In what Republicans called “a Virginia version of Harry Reid’s nuclear option,” Democrats invoked new rules giving them control of all state Senate committees.
With Democratic Lt. Gov. Ralph Northam casting the tie-breaker Tuesday, the evenly split Senate was reorganized on a 21-20 vote.
Republicans branded it “a day of outrageous power grabs.” They maintained that the existing Senate rules and organization governed for a four-year term, coinciding with the Senate election cycle.
“It is a partisan game to advance a radical agenda without accountability to Virginia voters,” said state Sen. Tom Garrett, who added:
The new Senate rules subvert the Virginia Constitution by creating a veto and vesting it in the chairman of the Rules Committee. It is no overstatement to say that [the Democrats’] creation of a super senator in the form of the Rules chairman makes John Edwards … far more powerful than even the lieutenant governor.

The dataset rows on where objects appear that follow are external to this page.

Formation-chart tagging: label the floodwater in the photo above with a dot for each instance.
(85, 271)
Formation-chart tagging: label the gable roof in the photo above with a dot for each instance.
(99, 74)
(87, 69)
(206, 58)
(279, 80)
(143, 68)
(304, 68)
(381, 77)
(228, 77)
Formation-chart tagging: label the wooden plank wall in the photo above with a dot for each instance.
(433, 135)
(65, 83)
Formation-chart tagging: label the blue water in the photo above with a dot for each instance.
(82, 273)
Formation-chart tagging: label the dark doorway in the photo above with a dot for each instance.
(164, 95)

Garrett, a former commonwealth attorney from Louisa County, said Edwards “can singlehandedly pull any Senate bill from the purview of the full body and kill it in a party-line vote without having the accountability and transparency of a floor vote on the record.”
Democrats say they’re merely doing what Republicans have done when they held a majority.

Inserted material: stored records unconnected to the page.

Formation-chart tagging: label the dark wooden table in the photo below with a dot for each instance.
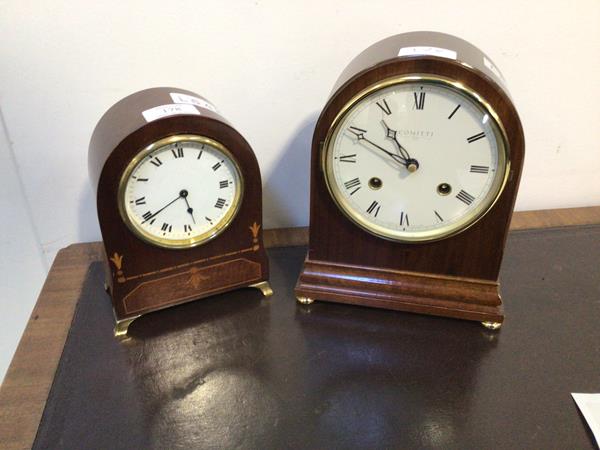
(544, 351)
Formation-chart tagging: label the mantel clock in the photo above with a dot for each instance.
(416, 160)
(179, 203)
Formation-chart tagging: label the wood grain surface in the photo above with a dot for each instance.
(29, 378)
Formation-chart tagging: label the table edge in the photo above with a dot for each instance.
(29, 378)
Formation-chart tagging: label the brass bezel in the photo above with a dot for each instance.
(217, 229)
(428, 235)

But Republican Sen. Bryce Reeves says there is a big difference, noting that the Senate has a “long-standing tradition of reorganizing every four years,” when all 40 seats are up for election. The next quadrennial Senate elections will be in 2015.
Several Republicans were booted off committees Tuesday to create Democratic majorities.
Garrett, for example, was removed from the Education and Health Committee and the Courts of Justice Committee — “where I was most troublesome,” he said.
The Courts of Justice panel had been assigned to hear Garrett’s ethics bill.
Geoff Skelley, of the University of Virginia Center for Politics, agreed that the Democrats’ actions Tuesday were historic in at least one respect:
This has never happened before, where the lieutenant governor’s identity … switched while the chamber was in deadlock.
Garren Shipley, spokesman for the Republican Party of Virginia, said the Democrats set a precedent with their off-year reorganization:
Now, any time a Senate seat changes, all the rules go down the drain. It becomes the rule of 21.
In a joint statement, Senate Republican Leader Thomas Norment Jr., Senate GOP Caucus Chairman Ryan McDougle and Caucus Whip William Stanley Jr. said, “The Senate of Virginia is no longer a deliberative body and, with today’s actions, barely a legislative one.”
New Majority Leader Dick Saslaw, D-Fairfax, said in a statement:
The voters have made it clear. They have had three consecutive elections in which they could have given Republicans indisputable control of this chamber, but every time they chose to elect a Democrat.
We now have the majority, and we have a responsibility to use that majority to get to work on the issues that voters care about.
This story was updated at 9:35 a.m.
Katie Watson contributed to this story.